Afterward, Coale was weary and sad, even though she had most of her team coming back for the next season, including Hill and star guard Stacey Dales. Coale wasn't in a mood to be consoled by that thought just yet. But as she talked to the media outside the Sooners' locker room, she was also in mom mode. She picked up her daughter Chandler, then 4 going on 5, and the little girl conked out on her shoulder.

"Time to go home, guys," Coale said.

A year later, she and the Sooners would make their first Final Four appearance.

Long day's journey into night

Coale has become well-known for her writing skills along with her coaching ability. The former English teacher's blog posts have eloquently -- poetically, even -- summed up the journey of her Sooners over the years. (I'm guessing she might have taught her students about Eugene O'Neill at some point.)

As for Stiles, we couldn't have guessed then that we were so close to the end of her career. She would be the WNBA's rookie of the year in 2001, but an avalanche of injuries prevented her from ever playing another full professional season. She tried competing in other ways, including cycling, but never could get past the injury bug.

Tragedy might seem like too dramatic a word for Stiles' shortened career, and in a general sense, it is. In a sports sense, though, it's apt. Stiles hoped for many more years. Not for fame, though. I never met an athlete who cared less about that. She just wanted more time with her true love, her enduring passion: basketball. It wasn't to be, and if you know Stiles, you realize she'll miss it for the rest of her life.

Yet Stiles is still revered in her old college town -- there's a statue of her at Missouri State now -- and she is working for her alma mater with head coach Kellie Harper. Stiles remains atop the NCAA scoring chart. Nothing can ever take the magic of 2001 away from her, or from those of us who saw it.

So ... one last thing. You might be wondering about my reference to being at the Red Lion early that Saturday in Spokane in 2001. Remember when ESPN2 wasn't yet a standard channel? My hotel in Spokane didn't have it, nor did the hotel in which the Sooners were staying. The women's regional action was starting that morning on ESPN2, and the day's slate included then-Big 12 school Missouri.
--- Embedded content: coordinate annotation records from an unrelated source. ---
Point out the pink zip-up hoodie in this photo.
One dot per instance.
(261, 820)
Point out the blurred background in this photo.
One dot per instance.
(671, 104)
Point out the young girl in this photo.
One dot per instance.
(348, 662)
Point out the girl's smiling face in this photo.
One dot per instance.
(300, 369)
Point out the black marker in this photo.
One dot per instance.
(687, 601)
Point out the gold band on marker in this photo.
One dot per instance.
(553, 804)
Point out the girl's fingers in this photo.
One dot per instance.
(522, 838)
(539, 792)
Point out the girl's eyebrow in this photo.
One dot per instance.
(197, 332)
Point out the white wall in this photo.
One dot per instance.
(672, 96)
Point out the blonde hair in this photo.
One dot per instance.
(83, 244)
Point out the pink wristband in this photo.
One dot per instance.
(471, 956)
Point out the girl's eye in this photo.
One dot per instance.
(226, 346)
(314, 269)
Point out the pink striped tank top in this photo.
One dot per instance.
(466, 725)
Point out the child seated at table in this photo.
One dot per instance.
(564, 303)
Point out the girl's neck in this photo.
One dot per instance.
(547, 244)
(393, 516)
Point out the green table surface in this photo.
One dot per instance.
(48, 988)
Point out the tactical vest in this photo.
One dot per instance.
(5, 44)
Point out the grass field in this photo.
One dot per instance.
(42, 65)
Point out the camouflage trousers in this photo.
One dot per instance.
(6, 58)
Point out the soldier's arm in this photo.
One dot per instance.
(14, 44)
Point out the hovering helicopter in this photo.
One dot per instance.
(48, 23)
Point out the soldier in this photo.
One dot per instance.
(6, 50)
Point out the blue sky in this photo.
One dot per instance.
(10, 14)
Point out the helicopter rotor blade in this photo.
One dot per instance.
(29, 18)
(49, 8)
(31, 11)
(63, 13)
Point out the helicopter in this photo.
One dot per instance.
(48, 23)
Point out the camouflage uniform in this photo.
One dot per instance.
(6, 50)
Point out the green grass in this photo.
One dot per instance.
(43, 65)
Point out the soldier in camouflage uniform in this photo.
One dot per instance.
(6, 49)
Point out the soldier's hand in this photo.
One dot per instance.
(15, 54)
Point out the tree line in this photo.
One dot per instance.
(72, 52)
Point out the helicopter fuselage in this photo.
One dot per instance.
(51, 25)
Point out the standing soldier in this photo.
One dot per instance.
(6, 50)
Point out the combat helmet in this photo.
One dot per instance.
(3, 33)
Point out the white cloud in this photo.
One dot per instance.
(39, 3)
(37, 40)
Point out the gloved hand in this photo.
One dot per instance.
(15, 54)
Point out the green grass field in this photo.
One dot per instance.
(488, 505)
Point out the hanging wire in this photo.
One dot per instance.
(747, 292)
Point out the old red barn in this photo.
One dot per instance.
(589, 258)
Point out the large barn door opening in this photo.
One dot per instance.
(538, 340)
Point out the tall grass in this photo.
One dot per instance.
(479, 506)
Coale, the OU coaches, and a lot of the Sooner traveling party wanted to watch the Tigers, as did I. So somebody with Oklahoma contacted the Red Lion and asked if they would open a little early so we could watch the game there.

My enduring memory of that day was seeing Coale's son, Colton, then age 9, watching the Missouri game intently. He was as into women's basketball as the rest of us.

It's just one more thing that made that day so memorable and that I like to think back on as we honor another class in the Hall of Fame.